119 AI Decelerator

119 : AI Decelerator

How it works

Implements a 2x2 outer product, such that it can stream accumulate a product of a 2xN and Nx2 matrix.

It’s pipelined to run 4-clock-cycle blocks, and has a single 4-stage floating point multiply-accumulate.

Chip diagram:

This is designed to be placed in a grid of tiles, with each element having 4+1 wires connecting each side.

Columns move data from north to south (inputs to outputs), and rows move data west to east (inputs to outputs).

The wires between each tile is 4 data wires and 1 control wire, and are all 1-directional.

Shared clock and reset are not shown, but are assumed to be connected to all tiles.

(See inputs/outputs at the bottom for pin assignment)

                   col_in[4]  
                   |   col_ctrl_in
                   |   |
                   v   v
                 |--------|
    row_in[4] -> |        | -> row_out[4]
  row_ctrl_in -> |        | -> row_ctrl_out
                 |--------|
                   |   |
                   |   v
                   v   col_ctrl_out
                   col_out[4]

Block timing diagram:

We have 4 clock cycles per block, which advances at the positive edge of each clock.

We’ll use “block” to denote the whole block, and “count” to count the cycles within a block.

Note the control inputs are always passed through exactly from inputs to outputs on the next block. However data outputs might be different from data inputs (see modes below).

Key: ci = col_in, ri = row_in, cc = col_ctrl, rc = row_ctrl, co = col_out, ro = row_out

       Block | 0       | 1       | 2       | ...
       Count | 0 1 2 3 | 0 1 2 3 | 0 1 2 3 | ...
-------------|---------|---------|---------|-----
      col_in | blk0_ci | blk1_ci | blk2_ci | ...
 col_ctrl_in | blk0_cc | blk1_cc | blk2_cc | ...
      row_in | blk0_ri | blk1_ri | blk2_ri | ...
 row_ctrl_in | blk0_rc | blk1_rc | blk2_rc | ...
-------------|---------|---------|---------|-----
     col_out |         | blk0_co | blk1_co | ...
col_ctrl_out |         | blk0_cc | blk1_cc | ...
     row_out |         | blk0_ro | blk1_ro | ...
row_ctrl_out |         | blk0_rc | blk1_rc | ...

Modes:

The shared control bits (from both row and column) decide what to do with the data in the block.

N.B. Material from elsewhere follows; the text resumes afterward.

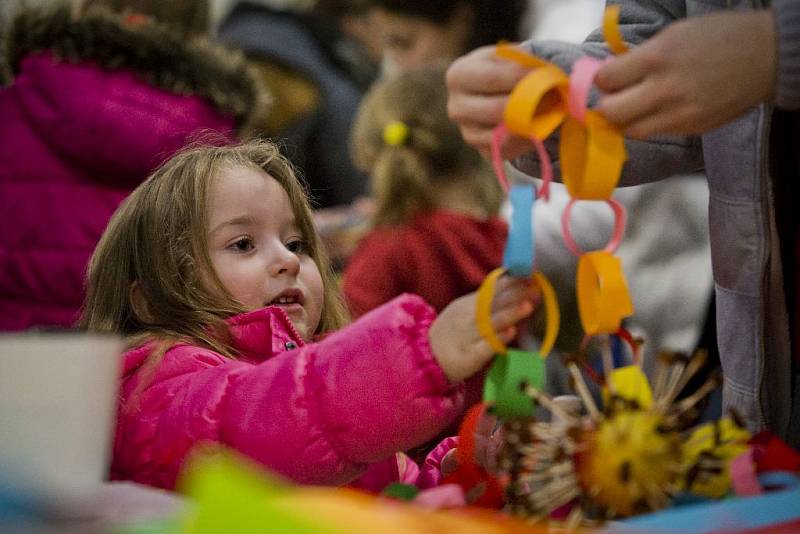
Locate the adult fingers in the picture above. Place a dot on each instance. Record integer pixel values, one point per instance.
(511, 291)
(484, 110)
(632, 104)
(623, 71)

col_ctrl | row_ctrl | mode
---------|----------|------------
0000     | 0000     | passthrough
0WX0     | 1YZ0     | multiply-accumulate
1000     | 0100     | read-write accumulator 0
1100     | 0000     | read-write accumulator 1

Passthrough Mode will pass through data unchanged (current block data will be sent out as the next block).

Multiply-accumulate Mode will interpret the input data as FP8 vectors, and multiply them and accumulate them (see math below). This mode will also pass through the data unchanged (current block data will be sent out as the next block). W, X, Y, Z specify the FP8 format for the inputs (see below).

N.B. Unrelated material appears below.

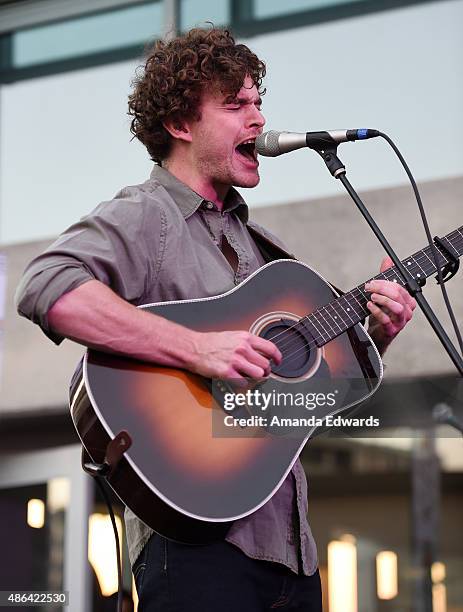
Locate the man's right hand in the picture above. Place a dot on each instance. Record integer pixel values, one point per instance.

Read-write accumulator modes will shift input with the accumulator data and output data. This is used to simultaneously read-out the current accumulator state, and write-in the next accumulator state.

RW mode | cci  | rci  | ci      | ri      | co (next) | ro (next)
--------|------|------|---------|---------|-----------|---------------
      0 | 0100 | 1000 | C0 (new)| C1 (new)| C0 (prev) | C1 (prev)
      1 | 0000 | 1100 | C2 (new)| C3 (new)| C2 (prev) | C3 (prev)

Multiply-Accumulate Math:

We interpret the column data as vector A0, A1, and the bits of the control input specify the FP8 format of A0, A1. Ditto for row data and B0, B1. The format bit is 0 if the value is E5M2 and 1 if the value is E4M4. See this paper for details on the FP8 formats: https://arxiv.org/pdf/2209.05433.pdf

The accumulators (C0, C1, C2, C3) are all FP16.

           A0      A1
           |       |
           v       v
        |-------|-------|
  B0 -> |  C0   |  C1   | -> B0
        |-------|-------|  (prev)
  B1 -> |  C2   |  C3   | -> B1
        |-------|-------|
           |         |
           v         v
           A0 (prev) A1

Systolic Tiling:

Each block controls what should happen in the following block.

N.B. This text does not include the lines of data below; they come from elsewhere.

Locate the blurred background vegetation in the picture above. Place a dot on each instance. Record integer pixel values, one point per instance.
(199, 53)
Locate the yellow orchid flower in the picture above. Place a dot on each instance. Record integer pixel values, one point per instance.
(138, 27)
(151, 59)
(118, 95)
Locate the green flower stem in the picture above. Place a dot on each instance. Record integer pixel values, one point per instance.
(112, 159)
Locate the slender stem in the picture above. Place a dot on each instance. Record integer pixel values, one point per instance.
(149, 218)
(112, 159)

Notionally, this could be used in a systolic tile pattern of N * M tiles, moving data along columns and rows. This hasn’t been tested. Note that this still works with reading and writing accumulators since all the values are shifted block by block along the columns and rows.

How to test

I have no idea what clock speeds are safe for this, so probably start out slow and work your way up until there are glitches. (This is like only 4 pipeline stages for a full multiply-accumulate, so it has some nasty propagation chains)

To compute A * B + C, where A is a 2xN matrix, B is a Nx2 matrix, and C is a 2x2 matrix, do the following: (A and B can be mixtures of FP8 formats, and C is FP16)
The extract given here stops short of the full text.